Sent from Petguide.com Free App


----------



## Lobstrosity (Aug 11, 2012)

I started with this video from Tab289 and then modified it:

How to teach your dog to STOP pulling! (part 1) - YouTube

I didn't like having to change directions so much, so instead of completely changing, when my dog started to pull I'd turn to go the other way and correct him, then I'd continue to turn and end up making a full circle and be heading the same direction I was originally, and I'd treat him a second time when he was beside me and headed the right way. So far (only 3 or 4 times) it's working great - he makes awesome progress every time.


----------



## runawaytrain (Apr 3, 2013)

The only thing I can do is I pull him off the road....


----------



## laprincessa (Mar 24, 2008)

This worked for me and Max - when a person or dog approached, I took him off the sidewalk, had him sit, and acted like a pez dispenser of treats until the person or dog passed us. Gradually reduced the treats, and gradually started to keep walking - if I think he's going to want to greet the person, I make him sit, but if he's not interested we keep moving. I tell him, "you know the routine" and he goes right to the side and waits. 

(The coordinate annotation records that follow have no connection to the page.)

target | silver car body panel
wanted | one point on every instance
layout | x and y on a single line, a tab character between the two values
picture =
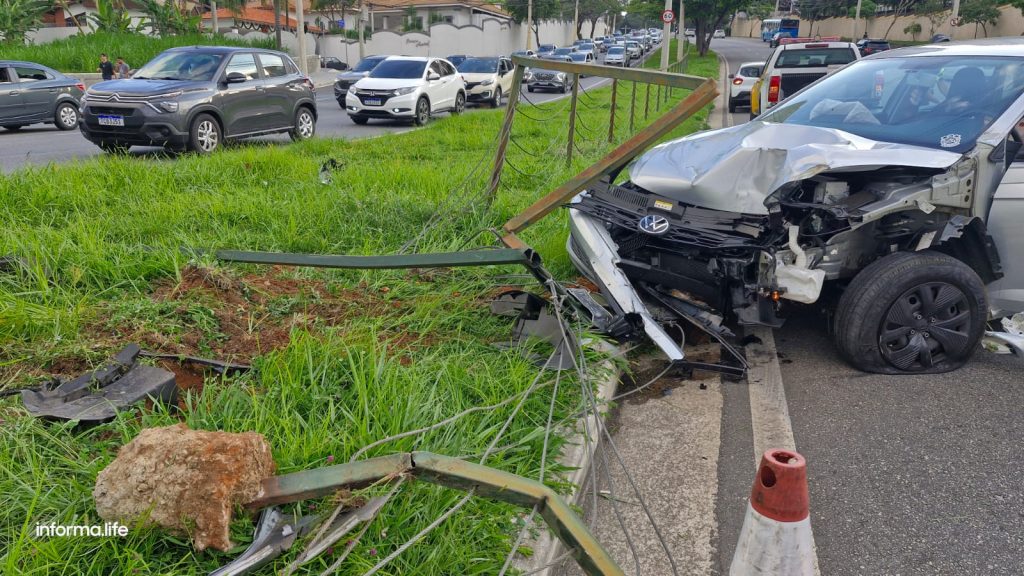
735	169
602	260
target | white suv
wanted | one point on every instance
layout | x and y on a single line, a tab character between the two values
410	88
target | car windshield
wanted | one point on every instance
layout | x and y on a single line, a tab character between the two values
180	66
478	66
366	65
399	69
814	57
933	101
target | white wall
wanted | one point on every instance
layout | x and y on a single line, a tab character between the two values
494	37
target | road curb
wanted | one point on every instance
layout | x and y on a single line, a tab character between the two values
577	457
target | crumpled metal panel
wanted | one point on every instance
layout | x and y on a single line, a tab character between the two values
737	168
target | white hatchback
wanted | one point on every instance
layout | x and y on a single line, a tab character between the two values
408	88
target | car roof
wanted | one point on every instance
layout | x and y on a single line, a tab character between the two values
5	64
1007	46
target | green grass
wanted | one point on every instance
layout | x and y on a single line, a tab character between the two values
81	52
100	244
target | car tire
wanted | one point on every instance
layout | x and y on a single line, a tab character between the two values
204	135
66	117
305	125
422	114
911	313
113	148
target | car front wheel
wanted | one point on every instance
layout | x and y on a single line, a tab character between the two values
66	117
422	112
305	125
911	313
205	135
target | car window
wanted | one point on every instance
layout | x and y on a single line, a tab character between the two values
934	101
810	57
273	65
244	65
28	74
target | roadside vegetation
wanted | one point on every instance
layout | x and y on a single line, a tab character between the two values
81	52
110	251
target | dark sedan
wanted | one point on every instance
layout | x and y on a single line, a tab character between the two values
32	93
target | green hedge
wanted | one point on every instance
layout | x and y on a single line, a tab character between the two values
81	52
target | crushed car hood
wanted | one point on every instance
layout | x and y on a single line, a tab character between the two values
737	168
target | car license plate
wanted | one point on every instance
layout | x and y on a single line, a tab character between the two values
112	120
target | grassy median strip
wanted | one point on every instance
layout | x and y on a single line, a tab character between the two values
104	254
81	52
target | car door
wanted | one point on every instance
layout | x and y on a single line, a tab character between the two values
1004	224
280	92
10	97
38	91
244	105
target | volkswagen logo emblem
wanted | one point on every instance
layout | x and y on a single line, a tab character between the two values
653	223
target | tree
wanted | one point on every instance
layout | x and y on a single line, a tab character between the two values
982	12
111	16
18	17
913	30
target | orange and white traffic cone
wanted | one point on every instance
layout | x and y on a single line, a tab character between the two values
776	536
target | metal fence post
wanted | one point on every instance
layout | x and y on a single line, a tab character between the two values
506	133
611	119
633	106
571	142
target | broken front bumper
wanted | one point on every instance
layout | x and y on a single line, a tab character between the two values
594	253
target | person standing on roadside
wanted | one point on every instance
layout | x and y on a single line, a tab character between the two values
122	69
105	68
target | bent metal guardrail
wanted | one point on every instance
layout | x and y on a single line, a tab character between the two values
451	472
704	92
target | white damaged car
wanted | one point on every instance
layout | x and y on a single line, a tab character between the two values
891	192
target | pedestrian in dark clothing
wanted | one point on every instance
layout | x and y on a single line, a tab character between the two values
122	69
105	68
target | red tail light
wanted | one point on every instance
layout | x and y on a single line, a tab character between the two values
774	86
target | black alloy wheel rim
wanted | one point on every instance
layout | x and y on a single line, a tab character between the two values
926	325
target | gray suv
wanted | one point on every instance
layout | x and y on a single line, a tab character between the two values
197	97
32	93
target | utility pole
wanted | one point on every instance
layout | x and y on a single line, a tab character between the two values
576	22
680	34
529	24
856	21
300	34
363	27
276	23
666	36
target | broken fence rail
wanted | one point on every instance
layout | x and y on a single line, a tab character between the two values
451	472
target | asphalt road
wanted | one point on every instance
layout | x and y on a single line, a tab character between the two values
41	144
908	475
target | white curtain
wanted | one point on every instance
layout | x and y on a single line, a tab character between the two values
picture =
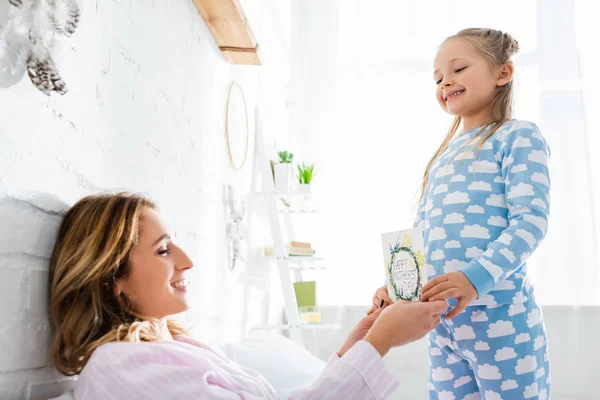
361	105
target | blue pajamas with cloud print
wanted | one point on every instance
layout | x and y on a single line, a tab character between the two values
490	353
484	212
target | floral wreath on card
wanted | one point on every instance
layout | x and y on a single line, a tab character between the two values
419	258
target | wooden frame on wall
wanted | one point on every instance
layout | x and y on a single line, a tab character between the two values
230	29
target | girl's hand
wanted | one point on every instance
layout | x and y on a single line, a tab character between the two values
453	285
380	300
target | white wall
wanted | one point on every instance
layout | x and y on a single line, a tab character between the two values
144	113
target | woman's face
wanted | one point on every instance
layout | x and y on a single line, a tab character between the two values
156	282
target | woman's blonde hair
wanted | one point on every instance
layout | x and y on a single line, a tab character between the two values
497	48
91	253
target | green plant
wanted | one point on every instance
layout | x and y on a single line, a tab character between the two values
305	173
285	157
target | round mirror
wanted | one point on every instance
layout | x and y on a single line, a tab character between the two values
236	126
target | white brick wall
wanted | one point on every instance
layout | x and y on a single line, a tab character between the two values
144	113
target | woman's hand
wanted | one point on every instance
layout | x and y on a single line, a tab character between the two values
380	300
359	331
402	323
453	285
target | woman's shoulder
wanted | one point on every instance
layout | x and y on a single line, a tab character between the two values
122	364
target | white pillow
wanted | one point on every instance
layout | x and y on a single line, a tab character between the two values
284	363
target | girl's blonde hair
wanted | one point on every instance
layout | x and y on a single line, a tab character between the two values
497	48
91	253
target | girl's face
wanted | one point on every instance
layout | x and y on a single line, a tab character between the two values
156	282
466	85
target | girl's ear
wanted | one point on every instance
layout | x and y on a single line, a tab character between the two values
505	74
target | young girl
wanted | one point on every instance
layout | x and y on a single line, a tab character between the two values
484	209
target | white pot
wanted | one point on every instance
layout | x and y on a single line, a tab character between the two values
304	188
282	177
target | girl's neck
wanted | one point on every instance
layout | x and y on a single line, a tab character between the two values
470	122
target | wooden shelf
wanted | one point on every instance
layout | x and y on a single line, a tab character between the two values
229	27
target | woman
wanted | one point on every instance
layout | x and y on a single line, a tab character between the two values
116	276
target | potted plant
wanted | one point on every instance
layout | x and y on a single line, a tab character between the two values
305	175
282	170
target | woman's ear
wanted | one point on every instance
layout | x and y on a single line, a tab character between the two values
505	74
118	288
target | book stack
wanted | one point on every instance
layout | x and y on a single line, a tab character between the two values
293	249
300	249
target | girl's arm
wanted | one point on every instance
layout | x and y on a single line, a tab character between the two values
524	157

It took a lot of practice and I won't tell you it's 100% even now, if a Golden comes along, he HAS to go say hi, but otherwise it's pretty good.


----------



## mudEpawz (Jan 20, 2011)

It is frustrating and one of those things that you're going to have to work with everyday. I made the mistake of letting Chloe meet every dog and person when we lived in the condo (she was a puppy back then). Now I live in a house and she assumes that she gets to meet every dog and person we see... and when she doesn't she barks at them, gets frustrated and pulls on the leash. This was my mistake and I will know better next time, its better to train them early on to learn how to behave in crowds and around other dogs then when they are older. 

If I was you, I'd drive to a park and practise walking near people but learning to keep your focus on you


----------